A South Florida court of appeal compelled arbitration against a nursing home in a negligence lawsuit after upholding a severability clause despite an unenforceable cap on non-economic damages and prohibition on punitive damages. Obolensky v. Chatsworth at Wellington Green, LLC, No. 4D16-3143 (Fla. 4th DCA Feb. 28, 2018). Relying upon two recent Florida Supreme Court decisions, the plaintiff argued that the trial court should not have enforced the agreement because the limitation of liability provisions violate public policy and because they go to the essence of the parties’ agreement. Gessa v. Manor Care of Fla., Inc., 86 So. 3d 484 (Fla. 2011); Shotts v. OP Winter Haven, Inc., 86 So. 3d 456 (Fla. 2011).

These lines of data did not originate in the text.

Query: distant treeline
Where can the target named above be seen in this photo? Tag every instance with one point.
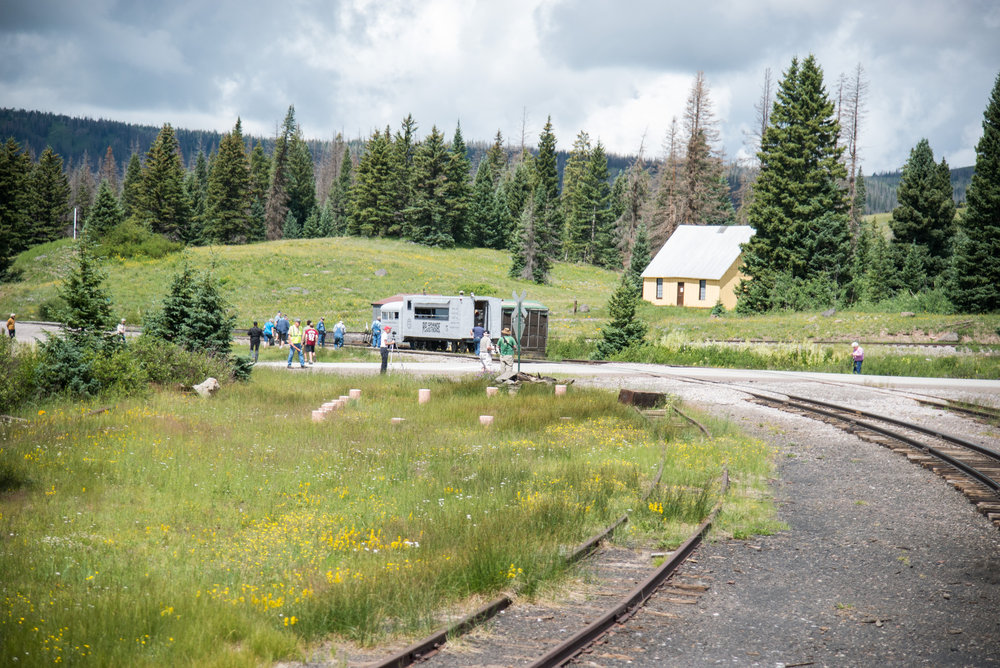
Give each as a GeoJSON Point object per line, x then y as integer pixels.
{"type": "Point", "coordinates": [77, 138]}
{"type": "Point", "coordinates": [881, 189]}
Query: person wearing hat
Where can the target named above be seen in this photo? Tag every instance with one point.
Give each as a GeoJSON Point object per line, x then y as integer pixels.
{"type": "Point", "coordinates": [383, 347]}
{"type": "Point", "coordinates": [295, 344]}
{"type": "Point", "coordinates": [507, 346]}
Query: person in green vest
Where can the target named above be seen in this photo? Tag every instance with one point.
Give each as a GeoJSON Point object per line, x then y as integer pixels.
{"type": "Point", "coordinates": [507, 345]}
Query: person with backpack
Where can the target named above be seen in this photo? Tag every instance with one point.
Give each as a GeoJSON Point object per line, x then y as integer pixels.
{"type": "Point", "coordinates": [338, 334]}
{"type": "Point", "coordinates": [255, 333]}
{"type": "Point", "coordinates": [507, 345]}
{"type": "Point", "coordinates": [321, 328]}
{"type": "Point", "coordinates": [269, 332]}
{"type": "Point", "coordinates": [309, 338]}
{"type": "Point", "coordinates": [295, 344]}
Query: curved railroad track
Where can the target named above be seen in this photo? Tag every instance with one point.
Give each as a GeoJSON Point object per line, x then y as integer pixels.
{"type": "Point", "coordinates": [970, 467]}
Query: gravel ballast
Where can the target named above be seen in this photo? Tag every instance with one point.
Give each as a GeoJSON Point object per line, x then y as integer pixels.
{"type": "Point", "coordinates": [883, 563]}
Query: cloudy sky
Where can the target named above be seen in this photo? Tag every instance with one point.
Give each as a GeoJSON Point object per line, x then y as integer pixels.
{"type": "Point", "coordinates": [617, 69]}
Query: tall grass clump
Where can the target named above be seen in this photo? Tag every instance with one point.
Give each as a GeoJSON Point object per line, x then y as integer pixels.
{"type": "Point", "coordinates": [236, 531]}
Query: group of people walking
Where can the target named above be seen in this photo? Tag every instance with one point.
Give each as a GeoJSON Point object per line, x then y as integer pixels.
{"type": "Point", "coordinates": [281, 331]}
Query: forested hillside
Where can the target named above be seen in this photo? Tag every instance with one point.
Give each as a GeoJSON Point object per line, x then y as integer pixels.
{"type": "Point", "coordinates": [881, 189]}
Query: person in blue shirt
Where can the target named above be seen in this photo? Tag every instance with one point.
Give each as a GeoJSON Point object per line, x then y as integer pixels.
{"type": "Point", "coordinates": [269, 332]}
{"type": "Point", "coordinates": [321, 328]}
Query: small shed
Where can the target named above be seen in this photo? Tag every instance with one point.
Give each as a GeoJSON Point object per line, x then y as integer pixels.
{"type": "Point", "coordinates": [698, 266]}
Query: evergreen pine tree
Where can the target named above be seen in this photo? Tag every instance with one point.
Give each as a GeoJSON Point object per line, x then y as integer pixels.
{"type": "Point", "coordinates": [301, 186]}
{"type": "Point", "coordinates": [370, 211]}
{"type": "Point", "coordinates": [276, 201]}
{"type": "Point", "coordinates": [108, 171]}
{"type": "Point", "coordinates": [291, 229]}
{"type": "Point", "coordinates": [400, 191]}
{"type": "Point", "coordinates": [624, 329]}
{"type": "Point", "coordinates": [458, 191]}
{"type": "Point", "coordinates": [541, 223]}
{"type": "Point", "coordinates": [15, 172]}
{"type": "Point", "coordinates": [975, 287]}
{"type": "Point", "coordinates": [162, 205]}
{"type": "Point", "coordinates": [578, 187]}
{"type": "Point", "coordinates": [49, 198]}
{"type": "Point", "coordinates": [88, 306]}
{"type": "Point", "coordinates": [326, 220]}
{"type": "Point", "coordinates": [797, 193]}
{"type": "Point", "coordinates": [104, 215]}
{"type": "Point", "coordinates": [339, 198]}
{"type": "Point", "coordinates": [132, 186]}
{"type": "Point", "coordinates": [229, 197]}
{"type": "Point", "coordinates": [312, 228]}
{"type": "Point", "coordinates": [926, 212]}
{"type": "Point", "coordinates": [604, 251]}
{"type": "Point", "coordinates": [83, 189]}
{"type": "Point", "coordinates": [482, 208]}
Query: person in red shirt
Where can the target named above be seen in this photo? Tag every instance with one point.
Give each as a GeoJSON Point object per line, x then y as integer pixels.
{"type": "Point", "coordinates": [309, 338]}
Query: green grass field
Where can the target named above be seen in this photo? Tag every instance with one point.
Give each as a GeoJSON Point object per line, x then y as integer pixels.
{"type": "Point", "coordinates": [340, 277]}
{"type": "Point", "coordinates": [235, 531]}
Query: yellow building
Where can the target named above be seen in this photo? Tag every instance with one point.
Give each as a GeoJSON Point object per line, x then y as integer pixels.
{"type": "Point", "coordinates": [699, 266]}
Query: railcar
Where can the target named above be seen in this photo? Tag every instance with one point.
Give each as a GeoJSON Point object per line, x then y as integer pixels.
{"type": "Point", "coordinates": [445, 322]}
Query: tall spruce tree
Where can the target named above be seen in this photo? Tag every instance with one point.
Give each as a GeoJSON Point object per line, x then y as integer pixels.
{"type": "Point", "coordinates": [926, 212]}
{"type": "Point", "coordinates": [49, 198]}
{"type": "Point", "coordinates": [88, 306]}
{"type": "Point", "coordinates": [798, 205]}
{"type": "Point", "coordinates": [975, 287]}
{"type": "Point", "coordinates": [162, 205]}
{"type": "Point", "coordinates": [229, 197]}
{"type": "Point", "coordinates": [276, 205]}
{"type": "Point", "coordinates": [132, 186]}
{"type": "Point", "coordinates": [105, 214]}
{"type": "Point", "coordinates": [340, 191]}
{"type": "Point", "coordinates": [371, 212]}
{"type": "Point", "coordinates": [624, 329]}
{"type": "Point", "coordinates": [540, 225]}
{"type": "Point", "coordinates": [458, 192]}
{"type": "Point", "coordinates": [301, 179]}
{"type": "Point", "coordinates": [15, 172]}
{"type": "Point", "coordinates": [482, 206]}
{"type": "Point", "coordinates": [430, 223]}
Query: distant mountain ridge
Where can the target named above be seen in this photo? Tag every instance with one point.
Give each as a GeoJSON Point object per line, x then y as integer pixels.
{"type": "Point", "coordinates": [72, 138]}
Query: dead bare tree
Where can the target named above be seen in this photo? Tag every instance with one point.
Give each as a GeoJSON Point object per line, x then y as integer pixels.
{"type": "Point", "coordinates": [856, 94]}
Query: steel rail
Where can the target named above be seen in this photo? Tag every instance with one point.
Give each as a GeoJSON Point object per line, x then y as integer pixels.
{"type": "Point", "coordinates": [432, 643]}
{"type": "Point", "coordinates": [970, 471]}
{"type": "Point", "coordinates": [574, 645]}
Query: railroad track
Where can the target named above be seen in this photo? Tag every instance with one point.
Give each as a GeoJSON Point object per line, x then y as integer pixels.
{"type": "Point", "coordinates": [970, 467]}
{"type": "Point", "coordinates": [591, 621]}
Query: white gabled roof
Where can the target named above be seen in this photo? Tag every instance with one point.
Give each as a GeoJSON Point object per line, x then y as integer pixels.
{"type": "Point", "coordinates": [699, 251]}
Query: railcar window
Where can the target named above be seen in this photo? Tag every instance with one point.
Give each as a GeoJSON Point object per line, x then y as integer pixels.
{"type": "Point", "coordinates": [430, 313]}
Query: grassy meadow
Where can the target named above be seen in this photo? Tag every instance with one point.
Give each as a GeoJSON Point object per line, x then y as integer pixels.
{"type": "Point", "coordinates": [235, 531]}
{"type": "Point", "coordinates": [338, 278]}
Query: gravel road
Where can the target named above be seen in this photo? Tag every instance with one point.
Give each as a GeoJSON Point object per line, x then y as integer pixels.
{"type": "Point", "coordinates": [882, 563]}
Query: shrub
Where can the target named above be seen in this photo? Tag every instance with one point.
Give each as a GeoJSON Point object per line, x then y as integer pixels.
{"type": "Point", "coordinates": [130, 239]}
{"type": "Point", "coordinates": [18, 365]}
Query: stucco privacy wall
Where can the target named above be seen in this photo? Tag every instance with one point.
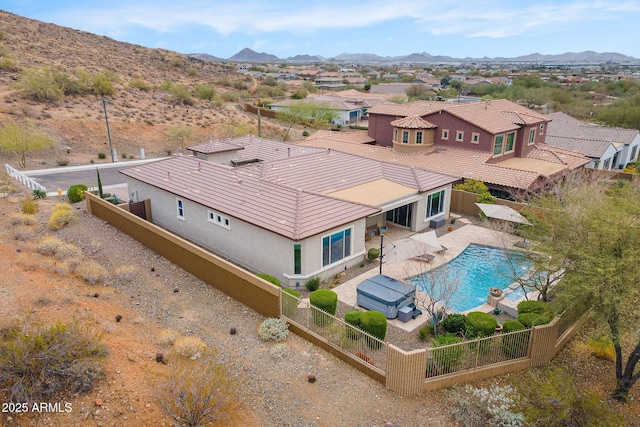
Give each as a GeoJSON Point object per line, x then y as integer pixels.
{"type": "Point", "coordinates": [239, 284]}
{"type": "Point", "coordinates": [252, 247]}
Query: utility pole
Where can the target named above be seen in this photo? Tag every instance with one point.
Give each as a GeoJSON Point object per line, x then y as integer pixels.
{"type": "Point", "coordinates": [104, 105]}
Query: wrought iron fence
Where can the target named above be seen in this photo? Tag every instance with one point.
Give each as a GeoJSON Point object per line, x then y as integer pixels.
{"type": "Point", "coordinates": [478, 353]}
{"type": "Point", "coordinates": [348, 338]}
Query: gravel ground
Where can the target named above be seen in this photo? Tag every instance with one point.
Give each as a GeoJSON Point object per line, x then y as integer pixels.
{"type": "Point", "coordinates": [276, 390]}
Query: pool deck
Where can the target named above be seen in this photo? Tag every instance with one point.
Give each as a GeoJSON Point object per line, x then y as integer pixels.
{"type": "Point", "coordinates": [403, 250]}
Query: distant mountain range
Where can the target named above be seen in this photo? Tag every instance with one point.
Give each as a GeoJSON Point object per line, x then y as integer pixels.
{"type": "Point", "coordinates": [587, 57]}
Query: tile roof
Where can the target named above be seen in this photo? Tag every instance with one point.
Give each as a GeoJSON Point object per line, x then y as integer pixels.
{"type": "Point", "coordinates": [459, 162]}
{"type": "Point", "coordinates": [412, 122]}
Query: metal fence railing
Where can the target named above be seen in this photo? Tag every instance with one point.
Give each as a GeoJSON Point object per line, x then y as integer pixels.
{"type": "Point", "coordinates": [342, 335]}
{"type": "Point", "coordinates": [477, 353]}
{"type": "Point", "coordinates": [24, 179]}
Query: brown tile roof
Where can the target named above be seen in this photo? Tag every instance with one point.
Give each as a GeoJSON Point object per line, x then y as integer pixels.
{"type": "Point", "coordinates": [412, 122]}
{"type": "Point", "coordinates": [459, 162]}
{"type": "Point", "coordinates": [241, 193]}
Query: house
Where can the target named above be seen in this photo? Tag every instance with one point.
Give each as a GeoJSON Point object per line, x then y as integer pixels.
{"type": "Point", "coordinates": [287, 210]}
{"type": "Point", "coordinates": [498, 142]}
{"type": "Point", "coordinates": [607, 147]}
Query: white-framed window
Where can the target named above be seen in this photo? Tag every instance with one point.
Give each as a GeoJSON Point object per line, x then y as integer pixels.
{"type": "Point", "coordinates": [218, 219]}
{"type": "Point", "coordinates": [532, 136]}
{"type": "Point", "coordinates": [435, 203]}
{"type": "Point", "coordinates": [511, 140]}
{"type": "Point", "coordinates": [180, 208]}
{"type": "Point", "coordinates": [336, 247]}
{"type": "Point", "coordinates": [497, 145]}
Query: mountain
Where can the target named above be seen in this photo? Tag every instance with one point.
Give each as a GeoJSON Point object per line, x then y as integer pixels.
{"type": "Point", "coordinates": [248, 55]}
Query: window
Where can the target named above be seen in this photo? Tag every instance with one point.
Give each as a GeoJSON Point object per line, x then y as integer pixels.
{"type": "Point", "coordinates": [218, 219]}
{"type": "Point", "coordinates": [497, 145]}
{"type": "Point", "coordinates": [180, 206]}
{"type": "Point", "coordinates": [511, 137]}
{"type": "Point", "coordinates": [336, 247]}
{"type": "Point", "coordinates": [297, 259]}
{"type": "Point", "coordinates": [435, 204]}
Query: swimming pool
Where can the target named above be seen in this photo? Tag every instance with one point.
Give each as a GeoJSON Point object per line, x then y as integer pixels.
{"type": "Point", "coordinates": [477, 269]}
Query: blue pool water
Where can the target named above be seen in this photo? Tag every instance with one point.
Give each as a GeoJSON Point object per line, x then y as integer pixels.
{"type": "Point", "coordinates": [477, 269]}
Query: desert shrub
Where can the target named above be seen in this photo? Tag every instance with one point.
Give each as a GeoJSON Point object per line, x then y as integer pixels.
{"type": "Point", "coordinates": [446, 359]}
{"type": "Point", "coordinates": [290, 300]}
{"type": "Point", "coordinates": [59, 218]}
{"type": "Point", "coordinates": [273, 329]}
{"type": "Point", "coordinates": [538, 307]}
{"type": "Point", "coordinates": [514, 345]}
{"type": "Point", "coordinates": [167, 338]}
{"type": "Point", "coordinates": [374, 323]}
{"type": "Point", "coordinates": [39, 194]}
{"type": "Point", "coordinates": [479, 407]}
{"type": "Point", "coordinates": [269, 278]}
{"type": "Point", "coordinates": [279, 351]}
{"type": "Point", "coordinates": [454, 323]}
{"type": "Point", "coordinates": [48, 245]}
{"type": "Point", "coordinates": [38, 363]}
{"type": "Point", "coordinates": [196, 392]}
{"type": "Point", "coordinates": [312, 284]}
{"type": "Point", "coordinates": [533, 319]}
{"type": "Point", "coordinates": [190, 347]}
{"type": "Point", "coordinates": [30, 206]}
{"type": "Point", "coordinates": [91, 272]}
{"type": "Point", "coordinates": [602, 348]}
{"type": "Point", "coordinates": [75, 193]}
{"type": "Point", "coordinates": [480, 325]}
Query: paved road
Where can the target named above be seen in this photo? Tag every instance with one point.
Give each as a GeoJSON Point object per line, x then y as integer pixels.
{"type": "Point", "coordinates": [65, 177]}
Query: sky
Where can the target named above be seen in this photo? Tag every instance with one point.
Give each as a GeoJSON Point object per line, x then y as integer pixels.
{"type": "Point", "coordinates": [285, 28]}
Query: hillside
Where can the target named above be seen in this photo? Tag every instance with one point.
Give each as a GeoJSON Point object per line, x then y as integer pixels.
{"type": "Point", "coordinates": [137, 118]}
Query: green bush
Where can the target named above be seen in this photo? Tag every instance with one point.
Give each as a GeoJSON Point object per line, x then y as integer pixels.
{"type": "Point", "coordinates": [325, 300]}
{"type": "Point", "coordinates": [353, 319]}
{"type": "Point", "coordinates": [269, 278]}
{"type": "Point", "coordinates": [446, 359]}
{"type": "Point", "coordinates": [75, 193]}
{"type": "Point", "coordinates": [373, 253]}
{"type": "Point", "coordinates": [290, 298]}
{"type": "Point", "coordinates": [480, 325]}
{"type": "Point", "coordinates": [455, 323]}
{"type": "Point", "coordinates": [37, 364]}
{"type": "Point", "coordinates": [532, 307]}
{"type": "Point", "coordinates": [533, 319]}
{"type": "Point", "coordinates": [312, 284]}
{"type": "Point", "coordinates": [374, 323]}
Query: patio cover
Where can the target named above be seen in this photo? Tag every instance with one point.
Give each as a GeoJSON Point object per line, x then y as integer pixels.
{"type": "Point", "coordinates": [503, 212]}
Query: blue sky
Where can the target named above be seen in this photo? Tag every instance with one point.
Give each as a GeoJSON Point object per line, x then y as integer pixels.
{"type": "Point", "coordinates": [458, 28]}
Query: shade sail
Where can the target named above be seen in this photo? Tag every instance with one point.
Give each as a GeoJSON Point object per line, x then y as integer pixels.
{"type": "Point", "coordinates": [503, 212]}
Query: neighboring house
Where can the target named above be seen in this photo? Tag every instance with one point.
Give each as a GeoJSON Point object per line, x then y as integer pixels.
{"type": "Point", "coordinates": [498, 142]}
{"type": "Point", "coordinates": [607, 147]}
{"type": "Point", "coordinates": [290, 211]}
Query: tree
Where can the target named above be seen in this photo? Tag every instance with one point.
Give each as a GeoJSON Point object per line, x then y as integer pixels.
{"type": "Point", "coordinates": [592, 227]}
{"type": "Point", "coordinates": [20, 140]}
{"type": "Point", "coordinates": [181, 134]}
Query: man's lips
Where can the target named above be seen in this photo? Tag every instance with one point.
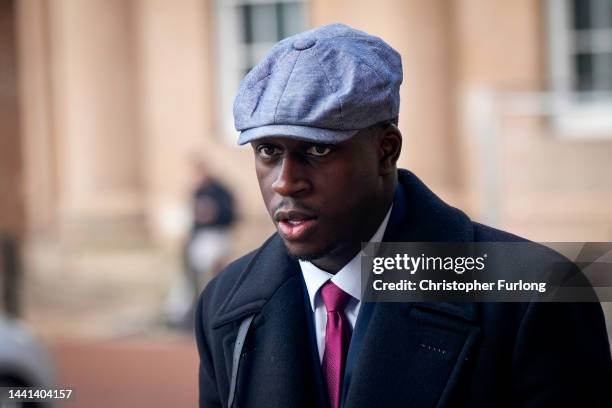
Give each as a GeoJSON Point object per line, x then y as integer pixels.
{"type": "Point", "coordinates": [294, 225]}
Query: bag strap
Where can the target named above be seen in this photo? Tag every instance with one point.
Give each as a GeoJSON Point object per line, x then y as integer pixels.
{"type": "Point", "coordinates": [240, 338]}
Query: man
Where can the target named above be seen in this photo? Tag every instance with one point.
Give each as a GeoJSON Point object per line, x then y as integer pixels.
{"type": "Point", "coordinates": [285, 325]}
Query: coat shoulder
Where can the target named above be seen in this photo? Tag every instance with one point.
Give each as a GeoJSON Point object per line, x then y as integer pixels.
{"type": "Point", "coordinates": [484, 233]}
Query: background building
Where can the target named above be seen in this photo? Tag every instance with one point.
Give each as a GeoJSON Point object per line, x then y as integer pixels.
{"type": "Point", "coordinates": [506, 113]}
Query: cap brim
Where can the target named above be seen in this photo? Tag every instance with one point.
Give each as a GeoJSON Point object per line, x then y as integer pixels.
{"type": "Point", "coordinates": [305, 133]}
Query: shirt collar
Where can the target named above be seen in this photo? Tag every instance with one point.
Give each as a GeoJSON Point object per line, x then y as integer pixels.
{"type": "Point", "coordinates": [348, 278]}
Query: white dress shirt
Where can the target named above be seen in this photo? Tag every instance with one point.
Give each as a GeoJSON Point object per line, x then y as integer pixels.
{"type": "Point", "coordinates": [348, 279]}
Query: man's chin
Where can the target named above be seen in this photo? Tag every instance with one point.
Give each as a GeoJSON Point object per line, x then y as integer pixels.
{"type": "Point", "coordinates": [308, 254]}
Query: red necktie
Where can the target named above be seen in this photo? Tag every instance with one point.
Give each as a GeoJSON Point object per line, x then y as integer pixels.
{"type": "Point", "coordinates": [337, 339]}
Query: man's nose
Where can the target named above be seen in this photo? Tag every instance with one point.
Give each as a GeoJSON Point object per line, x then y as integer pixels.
{"type": "Point", "coordinates": [291, 178]}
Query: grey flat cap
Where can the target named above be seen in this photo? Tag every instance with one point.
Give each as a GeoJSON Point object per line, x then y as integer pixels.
{"type": "Point", "coordinates": [322, 85]}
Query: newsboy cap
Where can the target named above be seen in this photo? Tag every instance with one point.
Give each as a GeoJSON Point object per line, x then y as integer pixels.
{"type": "Point", "coordinates": [322, 85]}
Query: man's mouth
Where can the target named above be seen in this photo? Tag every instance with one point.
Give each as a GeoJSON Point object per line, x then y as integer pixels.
{"type": "Point", "coordinates": [294, 225]}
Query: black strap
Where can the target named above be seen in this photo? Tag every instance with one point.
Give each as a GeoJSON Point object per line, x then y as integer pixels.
{"type": "Point", "coordinates": [240, 338]}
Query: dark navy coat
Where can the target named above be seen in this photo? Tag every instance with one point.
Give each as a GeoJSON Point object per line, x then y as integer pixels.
{"type": "Point", "coordinates": [401, 354]}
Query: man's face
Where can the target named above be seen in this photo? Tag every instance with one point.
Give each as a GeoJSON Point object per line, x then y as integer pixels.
{"type": "Point", "coordinates": [321, 197]}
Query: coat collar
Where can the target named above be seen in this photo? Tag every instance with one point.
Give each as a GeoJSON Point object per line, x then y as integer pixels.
{"type": "Point", "coordinates": [418, 215]}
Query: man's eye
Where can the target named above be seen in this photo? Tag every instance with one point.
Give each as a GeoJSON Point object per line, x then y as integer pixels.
{"type": "Point", "coordinates": [267, 151]}
{"type": "Point", "coordinates": [319, 150]}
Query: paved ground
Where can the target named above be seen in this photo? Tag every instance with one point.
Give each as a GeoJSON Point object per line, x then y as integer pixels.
{"type": "Point", "coordinates": [142, 372]}
{"type": "Point", "coordinates": [100, 315]}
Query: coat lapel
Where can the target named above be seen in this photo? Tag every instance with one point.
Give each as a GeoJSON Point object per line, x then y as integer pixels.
{"type": "Point", "coordinates": [277, 367]}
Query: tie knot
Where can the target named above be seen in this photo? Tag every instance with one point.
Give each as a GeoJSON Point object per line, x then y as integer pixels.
{"type": "Point", "coordinates": [334, 298]}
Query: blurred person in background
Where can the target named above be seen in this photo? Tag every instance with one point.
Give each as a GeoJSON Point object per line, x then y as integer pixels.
{"type": "Point", "coordinates": [207, 245]}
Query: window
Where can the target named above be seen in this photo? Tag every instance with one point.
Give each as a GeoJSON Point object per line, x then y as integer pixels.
{"type": "Point", "coordinates": [246, 30]}
{"type": "Point", "coordinates": [580, 41]}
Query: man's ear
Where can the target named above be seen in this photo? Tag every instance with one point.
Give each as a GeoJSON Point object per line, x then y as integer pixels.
{"type": "Point", "coordinates": [389, 147]}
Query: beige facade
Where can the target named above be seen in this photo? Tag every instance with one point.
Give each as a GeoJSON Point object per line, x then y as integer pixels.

The court of appeal distinguished Gassa and Shotts. The court determined that Shotts is distinguishable because that arbitration agreement lacked a severability clause. About Gassa, the court of appeal determined that the Florida Supreme Court’s decision not to enforce the severability clause was dependent upon the agreement’s resort to the then-American Health Lawyers Association (AHLA) rules which altered the plaintiff’s burden of proof, besides prohibiting punitive damages. The court of appeal ruled that the “essence” of the arbitration provision in this case would survive severance because there would be no need to create substitute procedures. Instead, Florida statutes concerning arbitration would supply the procedure. § 682.08(2), Fla. Stat. The court of appeal decided that the “true essence” of the Admission and Alternative Dispute Resolution Agreements in front of it was arbitration and the financial heart was the accompanying reduced costs and time-saving benefits.